Чувствуя себя виновным, я ответил Мануччи полным признанием и помимо извинений соглашался на любую другую сатисфакцию, какую он только пожелает. Тем не менее, я уведомлял его, что готов скорее подвергнуться любой опасности, чем покинуть Мадрид. Желая быть уверенным, что моё письмо достигнет адресата, я сам отнёс его в почтовую контору Прадо. Однако же Мануччи так ничего и не ответил мне. Досада и злость настолько овладели мною, что я два дня не выходил из своей комнаты. На третий я велел заложить карету и поехал к принцу Католика. Но привратник вежливо остановил меня и шепнул, что Его Превосходительство имеет веские причины отказать мне от дома. Я спешу к аббату Биллиарди — тот же приём. Снова сажусь в карету и еду к Доминго Барнери. Он принимает меня, но лишь для того, чтобы рассказать про синьора Мочениго, который везде называет меня пройдохой, не достойным быть принятым в хорошем обществе. Сии кинжальные удары, поражавшие моё сердце, не лишили меня мужества испить чашу унижений до дна. Я не был принят маркизом Гримальди и доном Эммануэлем до Рода. Герцог Лассада, открытый недоброжелатель посланника, допустил меня к своей особе, но единственно, чтобы просить о прекращении моих визитов. “Мне крайне неприятно отказываться от столь интересного для меня общества, как ваше, но я вынужден принести сие в жертву, требуемую правилами приличия”. После этого мне оставался один лишь граф Аранда. Несмотря на неудачно выбранное время, он принял меня с радушием и даже усадил рядом с собой — до тех пор я ни разу не удостаивался подобной чести. Это придало мне храбрости, и я рассказал ему о своих злоключениях.
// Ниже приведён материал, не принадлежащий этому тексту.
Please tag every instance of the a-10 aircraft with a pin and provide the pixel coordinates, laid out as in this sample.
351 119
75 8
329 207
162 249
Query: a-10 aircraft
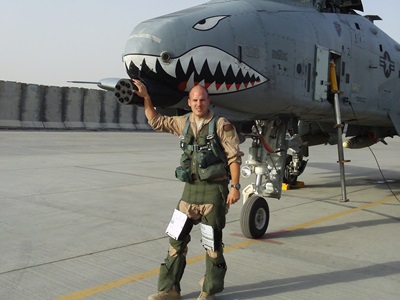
288 73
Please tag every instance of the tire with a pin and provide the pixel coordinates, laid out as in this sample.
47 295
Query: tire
254 217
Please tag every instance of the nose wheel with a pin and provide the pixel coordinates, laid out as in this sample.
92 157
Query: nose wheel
254 217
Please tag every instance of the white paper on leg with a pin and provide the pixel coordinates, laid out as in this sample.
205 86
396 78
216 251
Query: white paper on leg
207 236
176 224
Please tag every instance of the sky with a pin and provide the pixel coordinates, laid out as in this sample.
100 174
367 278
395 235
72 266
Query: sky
50 42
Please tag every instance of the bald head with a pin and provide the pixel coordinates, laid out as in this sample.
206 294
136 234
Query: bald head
199 101
198 89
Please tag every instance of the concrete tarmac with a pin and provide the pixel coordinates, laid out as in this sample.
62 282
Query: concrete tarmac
83 216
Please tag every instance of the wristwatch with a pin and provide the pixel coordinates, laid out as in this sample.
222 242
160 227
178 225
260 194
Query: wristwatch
236 186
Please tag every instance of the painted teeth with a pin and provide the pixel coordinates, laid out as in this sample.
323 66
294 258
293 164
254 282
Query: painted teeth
208 66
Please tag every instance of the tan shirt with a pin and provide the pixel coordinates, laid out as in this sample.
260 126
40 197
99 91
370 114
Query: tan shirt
226 132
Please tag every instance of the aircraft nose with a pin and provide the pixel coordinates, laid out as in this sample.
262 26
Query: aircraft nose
160 37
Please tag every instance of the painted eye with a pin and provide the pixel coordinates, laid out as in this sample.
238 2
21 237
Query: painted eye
209 23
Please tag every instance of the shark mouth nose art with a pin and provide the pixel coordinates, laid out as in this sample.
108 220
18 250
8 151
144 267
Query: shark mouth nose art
215 69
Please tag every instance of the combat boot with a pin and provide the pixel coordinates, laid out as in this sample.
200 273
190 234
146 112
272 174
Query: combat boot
162 295
205 296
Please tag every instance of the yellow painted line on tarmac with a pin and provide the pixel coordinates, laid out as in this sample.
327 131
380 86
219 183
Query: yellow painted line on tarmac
130 279
340 214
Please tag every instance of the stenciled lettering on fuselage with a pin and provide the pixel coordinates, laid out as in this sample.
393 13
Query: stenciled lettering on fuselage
280 55
387 64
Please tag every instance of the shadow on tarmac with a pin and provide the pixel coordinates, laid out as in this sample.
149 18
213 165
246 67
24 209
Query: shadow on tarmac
277 286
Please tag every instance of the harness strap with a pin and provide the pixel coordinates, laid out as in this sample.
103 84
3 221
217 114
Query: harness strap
210 136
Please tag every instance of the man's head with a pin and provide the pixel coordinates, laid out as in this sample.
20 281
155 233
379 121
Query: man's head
199 101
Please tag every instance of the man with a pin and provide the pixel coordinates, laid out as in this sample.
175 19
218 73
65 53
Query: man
208 153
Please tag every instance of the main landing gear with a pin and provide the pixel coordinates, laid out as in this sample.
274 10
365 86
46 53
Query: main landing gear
267 160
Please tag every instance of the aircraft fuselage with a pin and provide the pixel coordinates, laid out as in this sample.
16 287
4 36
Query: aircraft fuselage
263 59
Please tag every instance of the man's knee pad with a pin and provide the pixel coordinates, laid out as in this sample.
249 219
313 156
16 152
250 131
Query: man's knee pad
215 275
211 237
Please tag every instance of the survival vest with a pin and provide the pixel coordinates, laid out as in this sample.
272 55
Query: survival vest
204 156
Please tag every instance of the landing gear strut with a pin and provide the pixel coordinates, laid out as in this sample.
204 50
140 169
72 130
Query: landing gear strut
267 160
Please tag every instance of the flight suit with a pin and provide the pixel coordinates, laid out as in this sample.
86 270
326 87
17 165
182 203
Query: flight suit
202 201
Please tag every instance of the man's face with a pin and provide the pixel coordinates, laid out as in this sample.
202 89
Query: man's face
199 102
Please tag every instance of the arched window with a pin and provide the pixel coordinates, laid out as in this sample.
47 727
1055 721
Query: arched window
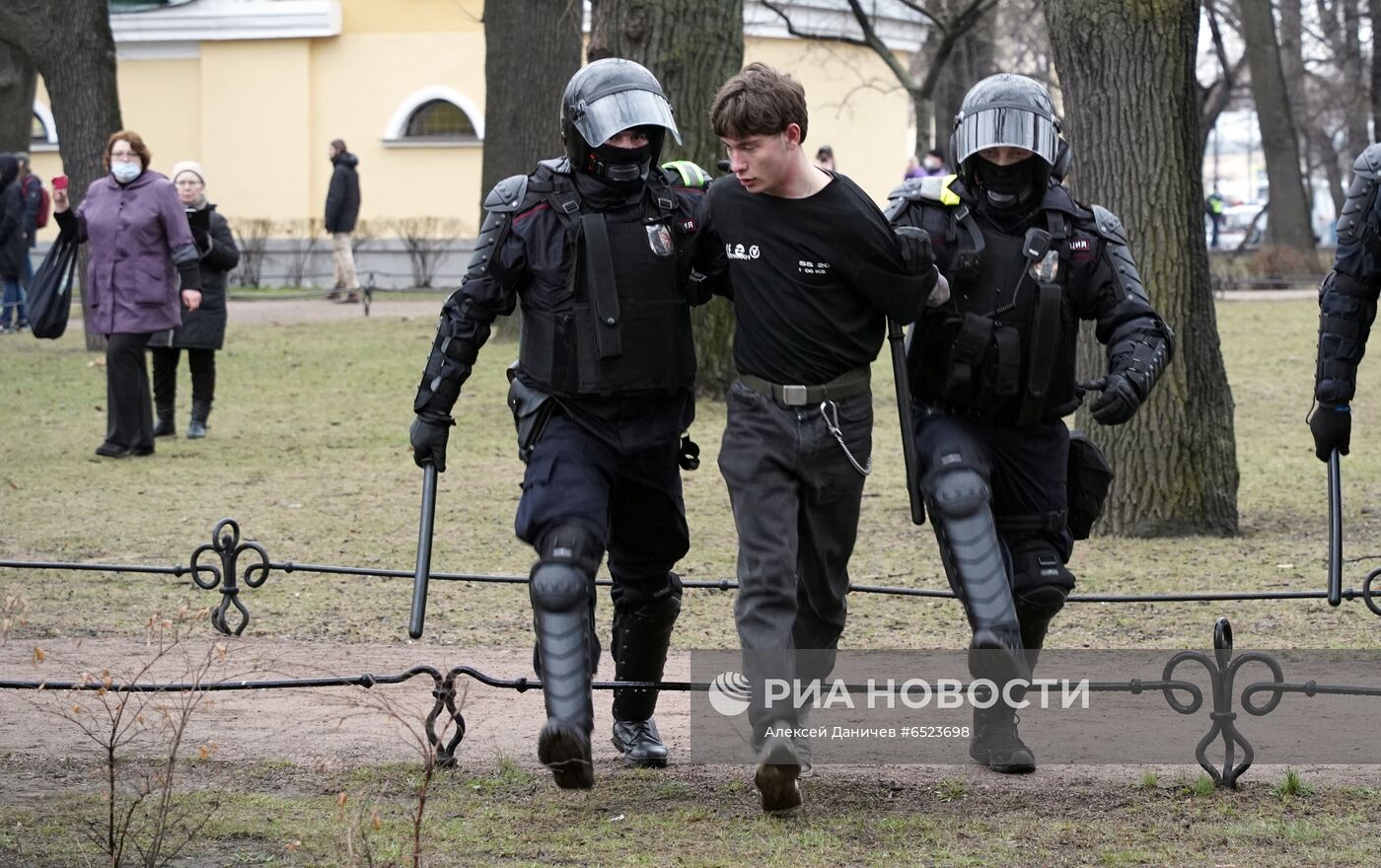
439 119
43 133
435 116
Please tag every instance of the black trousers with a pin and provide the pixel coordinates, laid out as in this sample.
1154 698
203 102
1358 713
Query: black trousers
165 376
796 500
128 410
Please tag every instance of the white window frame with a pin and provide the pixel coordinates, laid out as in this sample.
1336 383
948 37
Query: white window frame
397 128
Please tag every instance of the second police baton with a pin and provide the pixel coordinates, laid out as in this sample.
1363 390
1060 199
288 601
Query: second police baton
1335 529
424 533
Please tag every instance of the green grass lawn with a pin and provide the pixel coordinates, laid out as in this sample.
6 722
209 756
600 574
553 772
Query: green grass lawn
308 450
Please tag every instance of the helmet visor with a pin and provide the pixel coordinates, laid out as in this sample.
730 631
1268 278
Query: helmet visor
1005 127
614 113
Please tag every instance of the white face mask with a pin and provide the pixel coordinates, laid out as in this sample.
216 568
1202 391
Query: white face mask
126 172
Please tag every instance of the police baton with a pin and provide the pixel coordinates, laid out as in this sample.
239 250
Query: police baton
1335 529
897 338
423 573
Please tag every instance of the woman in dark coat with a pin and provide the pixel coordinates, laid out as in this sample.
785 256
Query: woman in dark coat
203 330
141 246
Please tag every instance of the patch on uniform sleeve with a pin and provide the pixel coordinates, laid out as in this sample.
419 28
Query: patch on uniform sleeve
659 239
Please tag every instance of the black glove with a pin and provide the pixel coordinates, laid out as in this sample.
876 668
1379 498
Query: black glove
1332 428
428 438
915 250
1118 403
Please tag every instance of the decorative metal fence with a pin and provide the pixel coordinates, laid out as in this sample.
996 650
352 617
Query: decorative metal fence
217 564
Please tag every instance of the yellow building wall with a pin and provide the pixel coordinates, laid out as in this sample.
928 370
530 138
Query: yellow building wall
257 99
259 114
411 17
352 101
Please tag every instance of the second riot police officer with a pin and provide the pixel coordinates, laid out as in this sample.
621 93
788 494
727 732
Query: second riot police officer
598 249
991 374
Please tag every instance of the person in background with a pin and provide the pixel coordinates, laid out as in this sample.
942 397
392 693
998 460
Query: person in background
141 246
341 213
13 249
203 330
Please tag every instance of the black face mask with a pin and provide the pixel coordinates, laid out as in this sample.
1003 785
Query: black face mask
1007 186
623 169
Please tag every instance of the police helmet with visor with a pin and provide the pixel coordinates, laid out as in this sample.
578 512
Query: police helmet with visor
605 99
1008 110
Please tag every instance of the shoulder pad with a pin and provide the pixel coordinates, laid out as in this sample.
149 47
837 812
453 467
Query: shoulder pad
935 187
558 166
507 194
1369 163
687 173
1109 225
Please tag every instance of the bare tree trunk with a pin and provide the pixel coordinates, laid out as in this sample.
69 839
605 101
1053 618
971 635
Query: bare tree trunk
692 45
1350 65
17 86
532 47
971 59
1132 116
1288 214
1374 11
69 43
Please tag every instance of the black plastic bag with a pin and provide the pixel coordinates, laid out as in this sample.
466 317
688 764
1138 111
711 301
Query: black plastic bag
50 291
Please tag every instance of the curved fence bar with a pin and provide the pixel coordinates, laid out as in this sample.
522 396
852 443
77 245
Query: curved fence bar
227 574
1183 695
— Господин Казанова, вы виноваты, хотя Мочениго и злоупотребил своим правом мести. Очень жаль, но придётся отложить наш проект, ибо, когда понадобится представляться королю, Его Величество, узнав, что вы венецианец, непременно осведомится о вас у посланника Республики.
— Монсеньор, значит я должен покинуть Испанию?
— Господин Мочениго потребовал этого, но я отказал ему. К сожалению, большее не в моих силах. Оставайтесь у нас безбоязненно, однако, прошу вас, не задевайте посланника и его фаворита.
После этой аудиенции я в течение месяца никого не видел в Мадриде, за исключением моего башмачника и его дочери. Несмотря на благосклонность девицы, подобная жизнь вскоре сделалась для меня непереносимой, и я подумывал, куда бы мне уехать. Один честный генуэзский издатель, синьор Коррадо (да спасёт Господь его душу!), согласился ссудить меня тридцатью дублонами, не требуя никакой гарантии, кроме моего слова, хоть я и предлагал ему в залог часы с репетитором и золотую табакерку. Это единственный долг за всю мою жизнь, который остался неоплаченным, так как бедняга скончался через недолгое время, не оставив наследников.
Имея эти деньги, а также несколько луидоров и свои драгоценности, я направился в Сарагоссу.